Many people experience an inner voice, that you call “The Shade”. This inner voice can be positive or negative and often it is replaying what we fear the most. It seems like in your case it is negative and even hurtful. Do you hear this voice only when something goes wrong or do you hear it all the time? Has the frequency increased recently? You said that it went away for a bit and now it has come back. Can you think of any recent events that caused it to come back? Did it start when you started questioning your sexuality?
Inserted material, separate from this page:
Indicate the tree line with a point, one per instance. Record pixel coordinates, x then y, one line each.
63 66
It might help to journal what The Shade says to you. One thing this does is it gets the negative voice out of your head and onto paper. It might also help you understand what happened that day that made the Shade speak to you. Have you tried speaking to a school counselor or a family member about the voice you hear? You may find it helpful and comforting to speak to someone else and seek their help as you try to deal with the negativity and hurt. Even if you are looking for attention right now, that’s no reason to be ashamed. Explore why you feel that way and what will help you get the attention you need. Maybe you want to be heard by a family member. Try to get to the root of what you feel and that will reduce the power the Shade has over you because it will be telling you things you already know and things you are working to improve. Don’t fight the voice you hear, let it say what it needs to. Try not to take the negative voice to heart. Let it pass through you.
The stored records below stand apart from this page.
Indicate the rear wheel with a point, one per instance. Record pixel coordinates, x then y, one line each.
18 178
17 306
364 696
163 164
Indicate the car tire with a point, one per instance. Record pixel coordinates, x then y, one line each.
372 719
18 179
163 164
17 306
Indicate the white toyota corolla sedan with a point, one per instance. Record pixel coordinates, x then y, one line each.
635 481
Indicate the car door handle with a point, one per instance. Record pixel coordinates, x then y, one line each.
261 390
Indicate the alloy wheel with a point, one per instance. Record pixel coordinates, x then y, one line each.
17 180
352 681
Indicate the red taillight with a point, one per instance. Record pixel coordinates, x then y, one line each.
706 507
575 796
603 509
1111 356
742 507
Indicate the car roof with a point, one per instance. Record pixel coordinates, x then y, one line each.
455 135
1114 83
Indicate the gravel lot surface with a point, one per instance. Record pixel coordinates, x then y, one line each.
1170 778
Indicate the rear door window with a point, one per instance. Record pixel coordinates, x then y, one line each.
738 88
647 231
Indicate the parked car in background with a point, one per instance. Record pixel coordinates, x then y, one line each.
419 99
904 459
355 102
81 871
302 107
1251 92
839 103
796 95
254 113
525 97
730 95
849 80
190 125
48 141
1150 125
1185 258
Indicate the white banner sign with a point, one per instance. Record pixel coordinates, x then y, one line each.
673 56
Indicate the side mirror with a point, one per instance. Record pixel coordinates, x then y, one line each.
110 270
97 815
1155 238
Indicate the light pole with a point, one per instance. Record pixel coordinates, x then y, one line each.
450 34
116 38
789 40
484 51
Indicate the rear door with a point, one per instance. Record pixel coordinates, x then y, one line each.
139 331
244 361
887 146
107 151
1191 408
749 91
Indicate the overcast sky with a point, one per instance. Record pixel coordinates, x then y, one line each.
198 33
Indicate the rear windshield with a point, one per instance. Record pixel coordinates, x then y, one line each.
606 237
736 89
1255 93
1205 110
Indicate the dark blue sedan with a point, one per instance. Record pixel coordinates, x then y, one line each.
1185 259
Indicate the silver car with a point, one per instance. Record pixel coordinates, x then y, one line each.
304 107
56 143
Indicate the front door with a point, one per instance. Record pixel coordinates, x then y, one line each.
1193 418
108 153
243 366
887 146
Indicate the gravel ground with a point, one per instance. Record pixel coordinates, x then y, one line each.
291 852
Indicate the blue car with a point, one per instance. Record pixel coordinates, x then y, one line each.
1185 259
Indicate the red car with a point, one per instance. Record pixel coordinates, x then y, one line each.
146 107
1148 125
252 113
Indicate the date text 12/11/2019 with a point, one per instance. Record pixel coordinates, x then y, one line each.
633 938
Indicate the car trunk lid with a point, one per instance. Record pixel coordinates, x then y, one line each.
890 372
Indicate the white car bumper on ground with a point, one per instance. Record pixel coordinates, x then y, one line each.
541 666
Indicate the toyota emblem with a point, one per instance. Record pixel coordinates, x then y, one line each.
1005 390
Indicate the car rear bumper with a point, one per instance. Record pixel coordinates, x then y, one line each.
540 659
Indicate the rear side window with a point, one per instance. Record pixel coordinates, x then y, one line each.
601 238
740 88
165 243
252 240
Questioning your sexual orientation and having a wide range of feelings and emotions is a part of growing up. We all have different experiences as we explore ourselves and discover who we are and what we like. It is perfectly ok to be Questioning. Take your time to discover who you are and don’t feel rushed to be someone who you are not. Being someone you are not is generally a source of pain and self-loathing. Do you think this may be part of the fight you are fighting with the Shade? Is the uncertainty of how people will react to you a source of concern and fear? Do you think your parents might not understand what you feel if you tell them about questioning your sexuality? Have they said things that make you wonder how they would react? Be patient and introspective and you will reach the point where you are comfortable in your own skin. Give the process time. I am glad that you had someone you could talk to about your feelings. How did it feel to speak to her about what you are feeling? Did the Shade say something to you after this experience as well? Is there any one else you can talk to about this?
Skye you mentioned in your letter that you feel like running away or that you should die because a thousand others could take your place. I want to tell you that each one of us in unique. You are very important to many people around you. They might not put it in so many words but they feel it. You mentioned that you have a lot of friends. Your family and friends care about you and you should care for yourself and love yourself too. By running away or harming yourself, you will deny yourself a lifetime of experiences that you were always hoping for. I know you are in a dark place right now and you don’t see much hope but that does not mean things will always stay this way. Things may change for the better sooner than you are expecting. We care for your safety and hope you take decisions with your safety as the highest priority. If you ever feel that things are getting really hard call us at the Trevor Lifeline at 866-488-7386. We are here for you and want to help you in any way we can.
It is natural that the many feelings you are experiencing right now must be overwhelming. This may be the cause of your anger, fear and loneliness. Try to spend more time with your family and friends, this should help stem some of the loneliness you feel. Keep yourself engaged in things you enjoy and things you look forward to. You have shown such incredible strength in facing your problems and sharing them with us. Please keep your safety in mind before you take any next steps. If you feel that you are loosing control or just need to talk, remember you are not alone. You can call in at the Trevor Lifeline or write back to us. We will be here to listen to you.